拾われたパティシエールは愛に飢えた御曹司の無自覚な溺愛にお手上げです。
本当はどうしてかなんて、そんなこと、自分がよーく分かっている。
菜々子の身体は手に入れることができても、心まで手に入れることが叶わないからだ。
それと、菜々子を人質になんてしてしまったことに対する罪悪感がこれからもずっとつき纏うからに違いない。
生まれてからこれまで、『桜小路家の御曹司』なんて言われてきた俺の周りには、男女問わず媚びへつらうヤツばっかりだった。
女に至っては、臭いとしか思えないような甘ったるい香水を撒き散らしながら猫なで声ですり寄ってくるような、損得勘定しかない尻の軽そうな女ばっかり。

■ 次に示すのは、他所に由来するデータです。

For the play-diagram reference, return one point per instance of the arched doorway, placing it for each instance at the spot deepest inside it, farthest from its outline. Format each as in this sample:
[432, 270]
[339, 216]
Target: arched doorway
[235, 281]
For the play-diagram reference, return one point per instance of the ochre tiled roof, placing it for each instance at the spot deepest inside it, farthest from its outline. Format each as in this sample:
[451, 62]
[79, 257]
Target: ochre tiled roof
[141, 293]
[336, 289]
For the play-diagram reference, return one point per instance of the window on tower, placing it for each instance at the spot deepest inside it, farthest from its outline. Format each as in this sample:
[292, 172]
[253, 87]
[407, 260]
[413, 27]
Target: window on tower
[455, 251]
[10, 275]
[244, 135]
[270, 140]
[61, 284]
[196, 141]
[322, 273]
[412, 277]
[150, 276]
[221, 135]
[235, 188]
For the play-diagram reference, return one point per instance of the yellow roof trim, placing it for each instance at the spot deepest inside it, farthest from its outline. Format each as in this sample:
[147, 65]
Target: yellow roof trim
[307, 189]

その度にアレルギー発作や蕁麻疹に苦しめられたのも一度や二度じゃない。
そういう女たちに触れられるのが嫌などころか、傍に来られるのも嫌だったくらいだ。
裏しかない女の存在自体がただただ不快でしかなかった。気づいた時には、女を寄せ付けなくなっていた。
なのにどうして菜々子は違ったんだ?
菜々子が傍に居てくれることで、心身共に安定していたからなのだろうか。
だったら、アレルギーだけが原因じゃなかったのかもしれない。
そうじゃなければ、菜々子が元々アレルギー体質でほとんど化粧していないからと言っても、説明がつかない。
そう思うくらいに、菜々子と一緒に暮らすようになってからというもの、今まで当たり前だったことがことごとく覆されていった。
ーーもし今菜々子が居なくなったらなんてことを想像しただけで、目の前が真っ暗になりそうだ。
想像もつかないし、今まで一体どうやっていたかすらも思い出せない。
否、違う。思い出したくないんだ。もう菜々子なしではいられなくなってるんだ。
どうやら俺は菜々子のことを随分と好きになってしまっているらしいーー。
「創様? どうかいたしましたか?」
「ーーあっ、いや、なんでもない」
今までのことをぼんやりと思い返しているうち、人を好きになることがどういうことか思い知らされた俺は、いつの間にか伯父、道隆の見送りから帰ってきていたらしい菱沼の声によって、思い通りにいかない現実世界へと引き戻された。